No, balanced sets actually is a good idea.
The problem is that hardly any ERG sets are truely balanced, with La Bella's custom shop set being the exception, and now Circle K's new sets.

Take the standard 009,011,016 as an example. The B is so slinky it makes this set utterly useless.

You're correct about increasing tension on the lower strings.
I now use an Ernie Ball 075 bass string for my low A1 on 26.5", and can still bend it two full stops 
However, I'll now have to up the next two strings from 040,050 to 042,052 (or055) to match the progressive thickness feeling under my fingertips


----------



## TRENCHLORD (Mar 11, 2012)

Mine are 52/40/30/20w/14/10 tuned to D standard pulling at 

19.47
20.79
20.94
19.54
14.04
12.98

Like I posted earlier though, the numbers go up a tiny bit more the furthur the saddle is adjusted back.

Feel is the main thing though, I've tried a 54 for my 6th string and just don't like it as well as a 52 for D, even though some would say it should be my tightest string.


----------



## DavidLopezJr (Mar 14, 2012)

Anyone get similar results? Biggest thing this made me realized is how tight the damn high E is compared to the B's in most sets. My set is set to having a tight low set with less tension on the higher strings to bend with more ease.

len 25.5"

E .008" PL == 10.38#
B, .013" PL == 15.38#
G, .017" PL == 16.57#
D, .026" NW == 18.41#
A,, .038" NW == 21.58#
E,, .052" NW == 22.01#
B,,, .062" NW == 18.15#


----------



## Rook (Jun 8, 2012)

Hope nobody minds me bumping this, I keep losing it!


----------



## MF_Kitten (Jun 8, 2012)

I always did this, but i'm pretty set on sticking with Circle K Strings from now on, with their tension balanced sets and all. They are worth it as far as price goes, as i spend less on 3 sets of rather large strings (after shipping!) than i do on 2 sets in a store over here, and so far they are the best sounding strings i have ever played. There's a VERY clear difference. It's something else entirely.


----------



## Explorer (Jun 8, 2012)

Fun111 said:


> Hope nobody minds me bumping this, I keep losing it!



Wait.. are you saying that you'd rather necrobump this thread every once in a while, instead of clicking on Thread Tools > Subscribe to this Thread so you can always find it easily?


----------



## Winspear (Jun 8, 2012)

And don't forget..Bookmarks 

Then again I see no problem with this being bumped - it should be useful for many people considering how many string tension questions I and others answer around here.
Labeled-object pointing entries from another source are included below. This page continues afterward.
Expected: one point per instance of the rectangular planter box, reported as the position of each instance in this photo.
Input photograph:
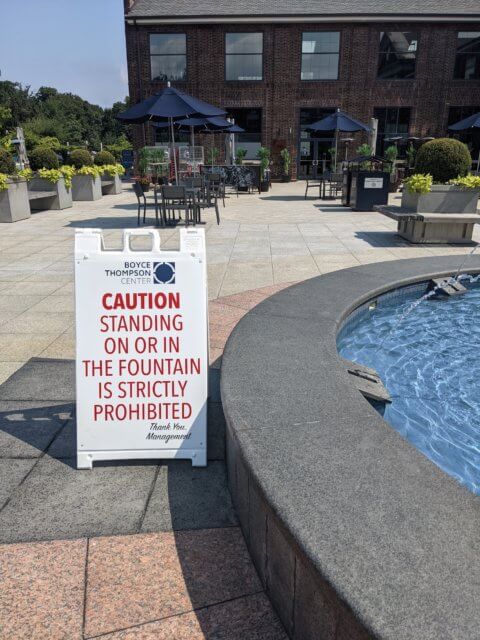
(61, 197)
(86, 188)
(14, 203)
(111, 185)
(442, 199)
(424, 232)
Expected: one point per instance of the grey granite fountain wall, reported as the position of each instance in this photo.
(355, 534)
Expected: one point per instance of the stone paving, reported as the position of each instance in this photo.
(140, 550)
(263, 240)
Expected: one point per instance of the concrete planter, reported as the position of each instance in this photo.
(61, 197)
(14, 203)
(111, 185)
(86, 188)
(442, 199)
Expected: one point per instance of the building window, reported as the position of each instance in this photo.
(471, 137)
(249, 119)
(393, 122)
(467, 61)
(314, 149)
(398, 53)
(168, 56)
(320, 54)
(244, 56)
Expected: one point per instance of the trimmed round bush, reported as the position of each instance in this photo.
(444, 159)
(7, 165)
(43, 158)
(104, 157)
(80, 158)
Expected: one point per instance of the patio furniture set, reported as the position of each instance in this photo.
(190, 196)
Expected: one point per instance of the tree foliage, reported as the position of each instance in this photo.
(444, 159)
(62, 116)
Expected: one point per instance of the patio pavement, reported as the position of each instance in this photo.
(264, 240)
(167, 560)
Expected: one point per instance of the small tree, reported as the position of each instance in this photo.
(7, 165)
(81, 158)
(263, 154)
(411, 153)
(444, 159)
(212, 155)
(43, 158)
(143, 160)
(365, 150)
(286, 161)
(104, 157)
(391, 154)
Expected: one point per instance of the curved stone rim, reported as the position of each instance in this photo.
(328, 494)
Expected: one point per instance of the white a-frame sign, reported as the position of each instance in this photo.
(142, 349)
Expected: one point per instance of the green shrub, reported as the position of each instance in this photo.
(444, 159)
(104, 157)
(263, 154)
(419, 183)
(7, 165)
(80, 158)
(43, 158)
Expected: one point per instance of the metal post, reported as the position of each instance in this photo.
(336, 151)
(372, 141)
(173, 150)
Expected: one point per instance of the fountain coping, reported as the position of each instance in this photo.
(366, 513)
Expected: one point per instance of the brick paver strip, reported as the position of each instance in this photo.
(136, 579)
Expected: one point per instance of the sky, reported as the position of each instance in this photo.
(75, 46)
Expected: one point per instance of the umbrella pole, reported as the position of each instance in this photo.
(173, 150)
(192, 140)
(336, 151)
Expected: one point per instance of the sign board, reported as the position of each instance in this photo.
(142, 349)
(373, 183)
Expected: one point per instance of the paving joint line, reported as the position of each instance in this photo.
(175, 615)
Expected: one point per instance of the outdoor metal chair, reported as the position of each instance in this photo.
(206, 198)
(314, 183)
(217, 185)
(333, 183)
(194, 182)
(175, 198)
(142, 202)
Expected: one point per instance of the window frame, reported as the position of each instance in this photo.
(381, 134)
(380, 52)
(454, 76)
(340, 37)
(166, 55)
(262, 79)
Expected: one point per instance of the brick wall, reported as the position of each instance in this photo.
(282, 94)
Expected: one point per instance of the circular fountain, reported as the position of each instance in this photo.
(354, 531)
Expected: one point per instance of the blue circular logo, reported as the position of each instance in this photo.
(164, 272)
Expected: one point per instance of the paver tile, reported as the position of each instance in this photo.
(42, 590)
(153, 576)
(247, 618)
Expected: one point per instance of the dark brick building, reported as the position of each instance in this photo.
(278, 65)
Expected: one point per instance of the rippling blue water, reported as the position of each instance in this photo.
(429, 360)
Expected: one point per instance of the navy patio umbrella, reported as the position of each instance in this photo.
(338, 121)
(472, 122)
(167, 106)
(203, 125)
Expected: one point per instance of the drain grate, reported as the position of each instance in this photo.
(447, 289)
(368, 382)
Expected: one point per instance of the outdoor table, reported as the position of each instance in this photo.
(191, 193)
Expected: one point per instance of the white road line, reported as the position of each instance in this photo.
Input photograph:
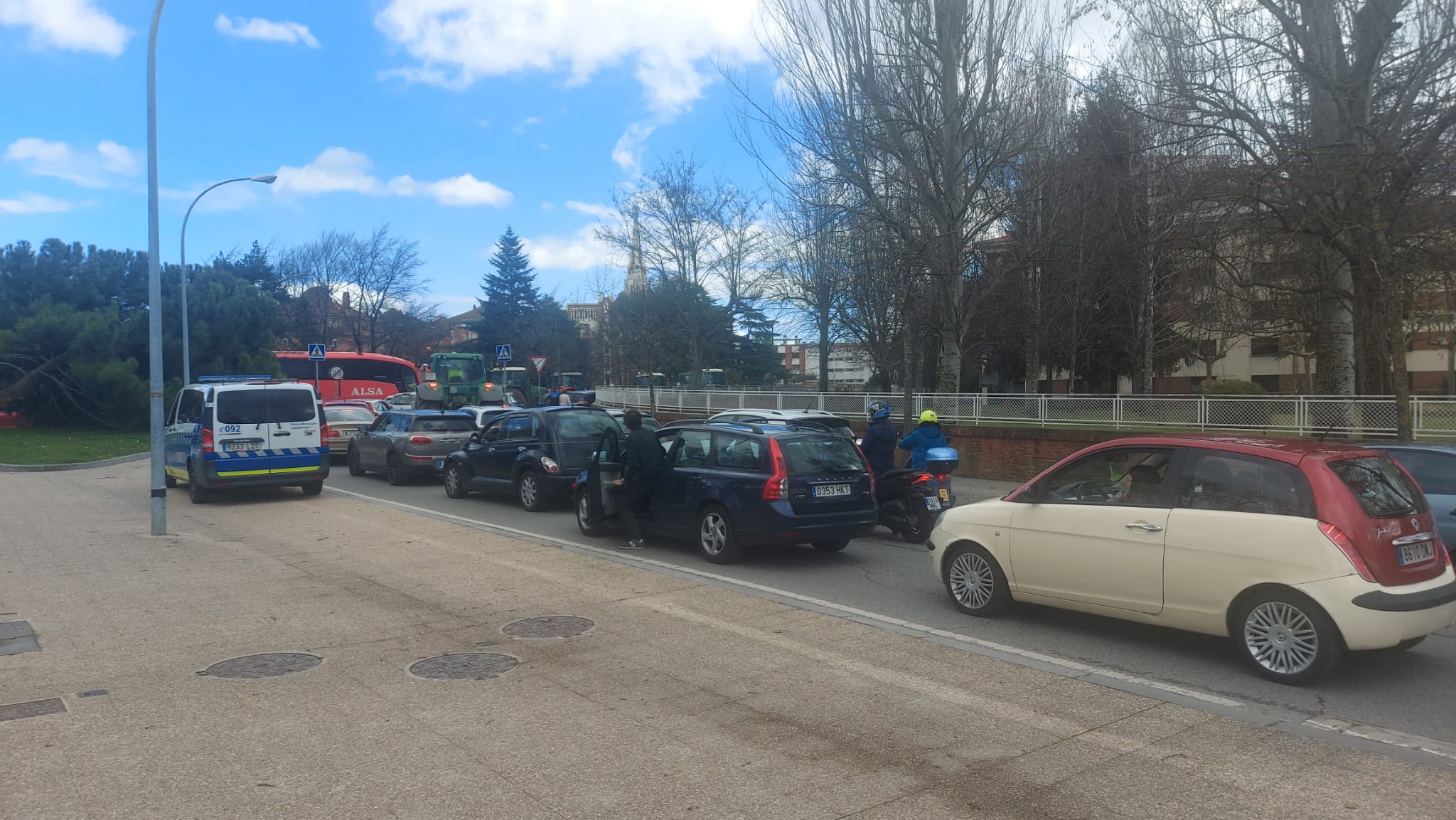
(1069, 667)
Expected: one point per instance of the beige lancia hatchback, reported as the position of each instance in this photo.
(1296, 550)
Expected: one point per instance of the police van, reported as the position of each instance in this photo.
(233, 432)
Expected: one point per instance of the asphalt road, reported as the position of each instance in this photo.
(1410, 692)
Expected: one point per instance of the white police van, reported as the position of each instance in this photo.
(230, 432)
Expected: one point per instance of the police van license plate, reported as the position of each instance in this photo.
(1417, 553)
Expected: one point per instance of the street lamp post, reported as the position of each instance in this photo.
(159, 490)
(187, 326)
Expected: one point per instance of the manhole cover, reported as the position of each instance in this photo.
(465, 666)
(31, 710)
(550, 627)
(269, 664)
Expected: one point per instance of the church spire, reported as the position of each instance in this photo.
(637, 271)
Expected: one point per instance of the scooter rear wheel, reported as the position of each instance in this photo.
(918, 528)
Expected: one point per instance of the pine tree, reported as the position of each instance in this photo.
(510, 289)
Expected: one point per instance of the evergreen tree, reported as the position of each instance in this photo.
(510, 296)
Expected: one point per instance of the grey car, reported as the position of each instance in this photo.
(404, 444)
(1435, 469)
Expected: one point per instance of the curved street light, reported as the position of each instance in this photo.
(187, 350)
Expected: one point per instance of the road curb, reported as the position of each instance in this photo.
(75, 467)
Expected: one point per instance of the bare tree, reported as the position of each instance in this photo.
(1339, 112)
(921, 107)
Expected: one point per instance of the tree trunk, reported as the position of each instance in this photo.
(823, 353)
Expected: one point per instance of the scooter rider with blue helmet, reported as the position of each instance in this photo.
(880, 440)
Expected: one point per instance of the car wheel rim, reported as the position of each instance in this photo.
(714, 533)
(973, 582)
(1280, 639)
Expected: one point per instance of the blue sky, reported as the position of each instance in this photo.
(446, 118)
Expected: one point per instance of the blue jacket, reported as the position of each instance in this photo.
(880, 447)
(921, 440)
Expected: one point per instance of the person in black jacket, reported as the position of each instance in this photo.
(644, 457)
(880, 440)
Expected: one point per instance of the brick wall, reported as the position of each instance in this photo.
(1002, 453)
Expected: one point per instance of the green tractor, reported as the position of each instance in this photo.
(455, 380)
(516, 382)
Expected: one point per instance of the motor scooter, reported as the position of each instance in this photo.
(912, 501)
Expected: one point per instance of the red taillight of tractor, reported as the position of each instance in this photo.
(1340, 539)
(778, 484)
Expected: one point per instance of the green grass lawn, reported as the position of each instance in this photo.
(68, 446)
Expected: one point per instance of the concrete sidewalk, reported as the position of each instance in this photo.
(685, 701)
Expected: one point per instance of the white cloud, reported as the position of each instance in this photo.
(98, 168)
(334, 171)
(34, 204)
(670, 43)
(344, 171)
(73, 25)
(268, 31)
(592, 208)
(577, 252)
(464, 190)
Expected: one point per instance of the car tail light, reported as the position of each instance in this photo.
(778, 484)
(1340, 539)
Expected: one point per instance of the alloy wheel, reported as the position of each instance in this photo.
(973, 582)
(714, 533)
(1280, 639)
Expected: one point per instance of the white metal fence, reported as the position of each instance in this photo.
(1435, 417)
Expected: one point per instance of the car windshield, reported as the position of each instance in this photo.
(444, 424)
(583, 424)
(347, 415)
(820, 457)
(1381, 487)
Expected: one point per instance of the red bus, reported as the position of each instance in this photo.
(351, 375)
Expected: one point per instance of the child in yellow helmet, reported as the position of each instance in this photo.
(924, 439)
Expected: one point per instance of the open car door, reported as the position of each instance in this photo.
(596, 493)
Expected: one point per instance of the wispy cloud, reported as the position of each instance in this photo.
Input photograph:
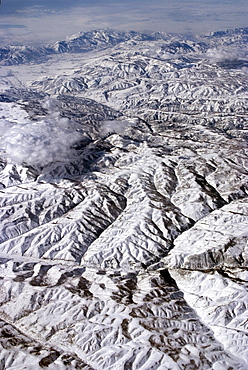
(39, 142)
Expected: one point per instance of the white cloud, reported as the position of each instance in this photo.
(41, 142)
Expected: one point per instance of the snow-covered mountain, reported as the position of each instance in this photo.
(124, 218)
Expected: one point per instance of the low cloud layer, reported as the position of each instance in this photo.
(41, 142)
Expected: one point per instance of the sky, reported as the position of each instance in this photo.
(40, 22)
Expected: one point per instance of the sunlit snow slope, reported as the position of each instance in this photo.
(123, 204)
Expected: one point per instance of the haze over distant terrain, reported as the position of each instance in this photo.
(35, 21)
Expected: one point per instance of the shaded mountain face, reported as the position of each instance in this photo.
(123, 203)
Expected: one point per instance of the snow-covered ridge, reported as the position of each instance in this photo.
(127, 250)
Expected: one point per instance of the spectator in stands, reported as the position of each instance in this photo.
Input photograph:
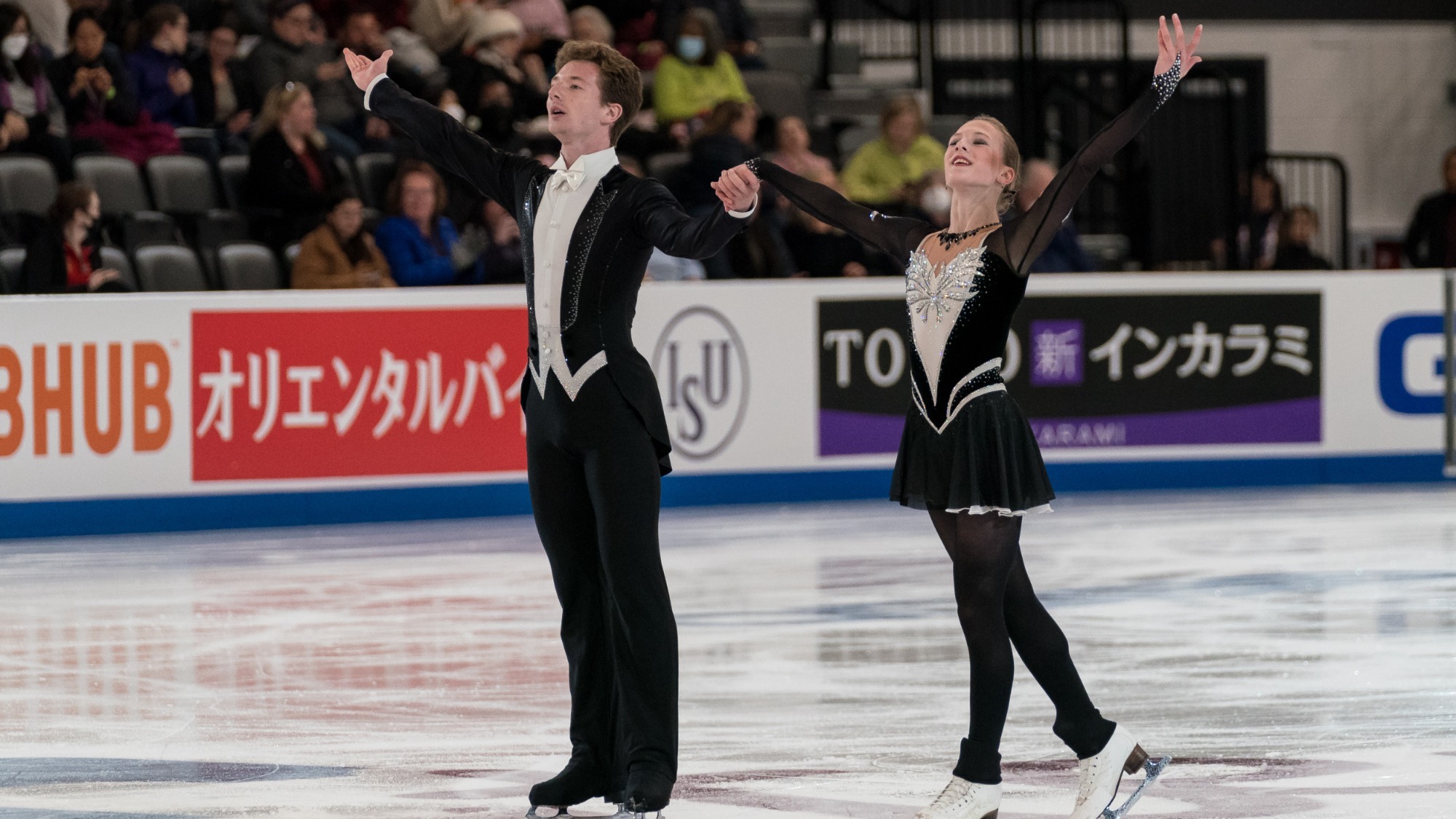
(290, 173)
(791, 141)
(222, 91)
(340, 253)
(158, 71)
(496, 81)
(443, 23)
(290, 53)
(892, 171)
(739, 31)
(1432, 237)
(33, 117)
(587, 23)
(420, 242)
(65, 256)
(1065, 254)
(100, 103)
(820, 250)
(698, 75)
(1297, 234)
(1256, 241)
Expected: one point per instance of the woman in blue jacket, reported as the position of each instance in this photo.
(422, 244)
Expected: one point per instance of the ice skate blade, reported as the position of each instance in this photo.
(1152, 768)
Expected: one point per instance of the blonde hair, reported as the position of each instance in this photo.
(276, 107)
(1011, 158)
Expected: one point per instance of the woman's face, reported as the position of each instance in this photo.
(975, 158)
(90, 40)
(417, 199)
(302, 117)
(902, 132)
(793, 136)
(347, 218)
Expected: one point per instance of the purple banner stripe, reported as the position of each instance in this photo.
(844, 432)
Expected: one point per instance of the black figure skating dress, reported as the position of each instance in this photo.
(966, 445)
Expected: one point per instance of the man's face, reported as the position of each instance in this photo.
(574, 107)
(293, 28)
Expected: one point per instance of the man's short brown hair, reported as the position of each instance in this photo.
(620, 79)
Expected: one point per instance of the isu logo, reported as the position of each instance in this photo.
(703, 371)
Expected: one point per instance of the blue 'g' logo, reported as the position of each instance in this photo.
(1413, 363)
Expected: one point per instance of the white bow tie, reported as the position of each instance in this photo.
(569, 178)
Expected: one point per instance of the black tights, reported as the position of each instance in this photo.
(998, 609)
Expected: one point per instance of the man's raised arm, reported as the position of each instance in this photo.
(446, 143)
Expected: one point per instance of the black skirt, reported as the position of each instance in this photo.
(986, 459)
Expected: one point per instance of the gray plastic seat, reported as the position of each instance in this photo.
(234, 170)
(116, 258)
(181, 184)
(780, 94)
(12, 260)
(116, 180)
(170, 269)
(375, 173)
(248, 266)
(27, 184)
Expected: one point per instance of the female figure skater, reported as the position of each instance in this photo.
(969, 455)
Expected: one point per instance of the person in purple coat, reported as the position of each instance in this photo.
(158, 71)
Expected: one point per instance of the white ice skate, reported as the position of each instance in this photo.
(963, 799)
(1100, 775)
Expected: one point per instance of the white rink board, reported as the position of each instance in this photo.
(767, 422)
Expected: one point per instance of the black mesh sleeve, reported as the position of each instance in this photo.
(892, 234)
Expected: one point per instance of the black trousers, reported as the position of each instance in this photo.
(596, 491)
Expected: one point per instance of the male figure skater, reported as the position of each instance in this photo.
(596, 436)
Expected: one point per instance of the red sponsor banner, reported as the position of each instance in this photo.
(323, 394)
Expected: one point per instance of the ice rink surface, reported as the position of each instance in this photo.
(1295, 652)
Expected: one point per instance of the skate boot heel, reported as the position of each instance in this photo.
(1135, 759)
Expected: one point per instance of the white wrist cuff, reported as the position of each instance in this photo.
(371, 90)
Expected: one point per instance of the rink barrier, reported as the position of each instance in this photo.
(184, 513)
(116, 411)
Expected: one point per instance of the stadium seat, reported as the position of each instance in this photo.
(27, 184)
(116, 180)
(780, 94)
(234, 170)
(170, 269)
(248, 266)
(375, 173)
(11, 261)
(181, 186)
(116, 258)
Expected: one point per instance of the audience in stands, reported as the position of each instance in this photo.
(101, 106)
(740, 36)
(1065, 253)
(292, 53)
(34, 120)
(587, 23)
(698, 75)
(496, 81)
(1431, 241)
(158, 71)
(222, 90)
(292, 175)
(1297, 234)
(65, 257)
(892, 171)
(340, 253)
(420, 242)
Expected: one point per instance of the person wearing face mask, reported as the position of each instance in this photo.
(698, 75)
(65, 256)
(164, 84)
(31, 116)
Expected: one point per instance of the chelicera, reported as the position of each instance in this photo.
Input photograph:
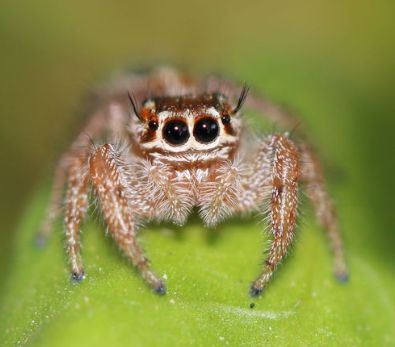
(187, 148)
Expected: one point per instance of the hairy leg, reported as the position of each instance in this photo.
(76, 207)
(283, 181)
(110, 177)
(54, 206)
(325, 211)
(219, 196)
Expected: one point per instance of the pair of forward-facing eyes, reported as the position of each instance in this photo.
(176, 131)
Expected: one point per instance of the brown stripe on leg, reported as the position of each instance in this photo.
(324, 209)
(283, 207)
(75, 211)
(110, 178)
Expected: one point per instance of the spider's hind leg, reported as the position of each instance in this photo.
(280, 161)
(111, 182)
(324, 209)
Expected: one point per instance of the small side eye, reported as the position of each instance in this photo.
(225, 119)
(153, 125)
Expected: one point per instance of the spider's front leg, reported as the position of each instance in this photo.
(111, 182)
(277, 168)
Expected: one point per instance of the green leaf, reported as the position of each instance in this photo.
(208, 274)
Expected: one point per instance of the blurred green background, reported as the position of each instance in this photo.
(332, 61)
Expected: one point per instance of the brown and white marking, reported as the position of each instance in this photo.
(185, 149)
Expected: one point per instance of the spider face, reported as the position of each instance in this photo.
(184, 154)
(188, 124)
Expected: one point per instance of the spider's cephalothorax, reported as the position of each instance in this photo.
(185, 150)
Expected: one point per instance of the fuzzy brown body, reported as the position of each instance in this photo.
(176, 144)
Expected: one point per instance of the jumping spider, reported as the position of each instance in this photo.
(185, 149)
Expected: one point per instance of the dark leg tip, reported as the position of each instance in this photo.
(40, 241)
(255, 292)
(160, 289)
(77, 277)
(342, 277)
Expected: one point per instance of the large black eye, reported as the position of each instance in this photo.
(206, 130)
(176, 132)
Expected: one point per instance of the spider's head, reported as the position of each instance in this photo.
(197, 126)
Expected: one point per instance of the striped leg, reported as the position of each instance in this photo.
(284, 179)
(110, 180)
(324, 209)
(75, 212)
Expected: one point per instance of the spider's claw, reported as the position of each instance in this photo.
(255, 291)
(77, 277)
(160, 289)
(342, 277)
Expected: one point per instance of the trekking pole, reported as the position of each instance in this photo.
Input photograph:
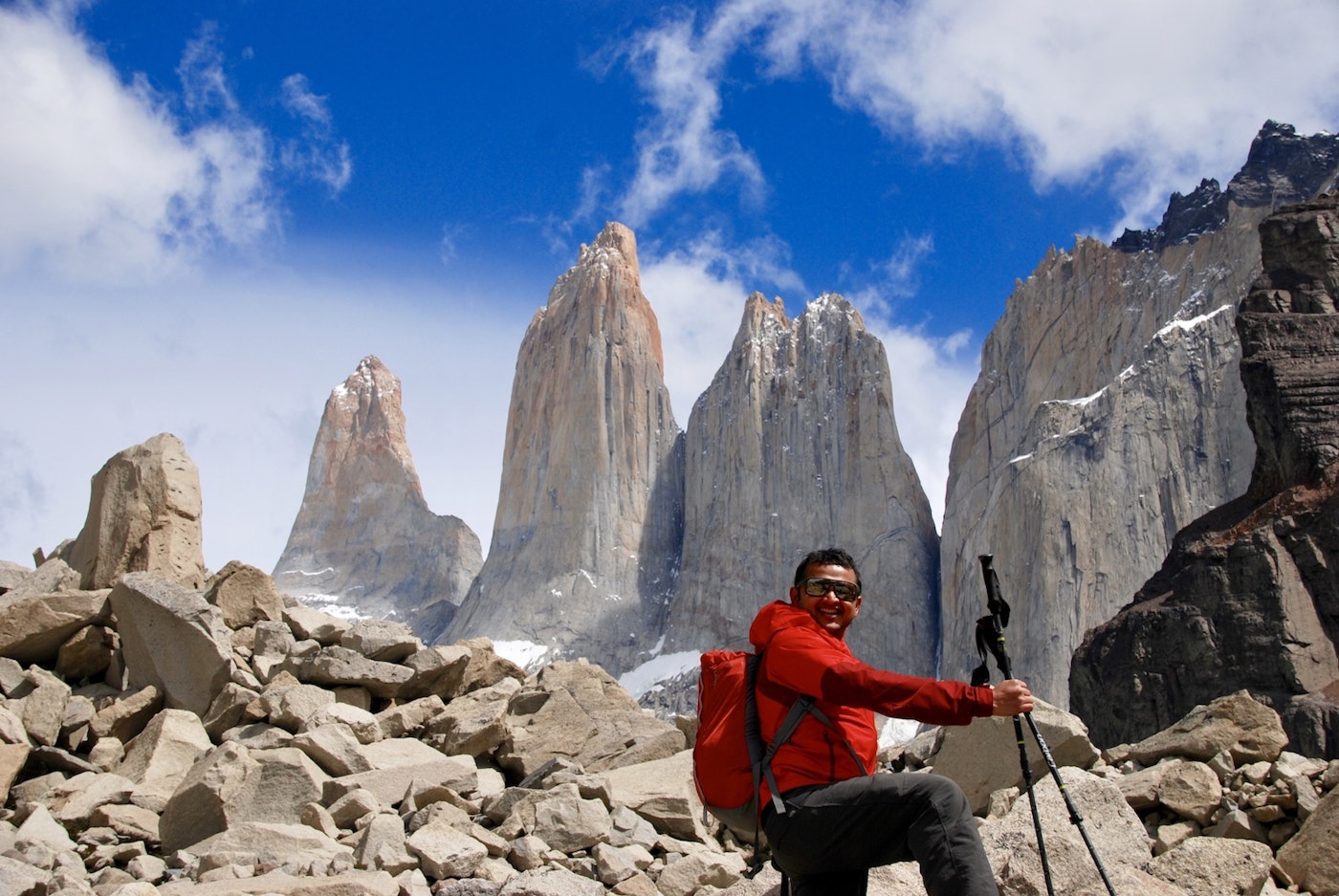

I've also suggested this method a few times too as it's what I used to find my gauges.


----------



## Rook (Jun 10, 2012)

Explorer said:


> Wait.. are you saying that you'd rather necrobump this thread every once in a while, instead of clicking on Thread Tools > Subscribe to this Thread so you can always find it easily?



A function I was unaware of!

Cheers 

And I can't bookmark on some of the computers I use for various reasons


----------



## 8stringer (Feb 21, 2014)

I imagine people are still asking questions about string gauges around here, so a BUMP is needed on this thread


----------



## TRENCHLORD (Feb 21, 2014)

8stringer said:


> I imagine people are still asking questions about string gauges around here, so a BUMP is needed on this thread


 
Well we have the tension thread already, but it's up to a zillion pages and this thread can solve peoples problems at first glance .


----------



## pittbul (Mar 7, 2014)

will try !thx!


----------



## SilverSSV (Mar 7, 2014)

Great idea, Thanks OP.


----------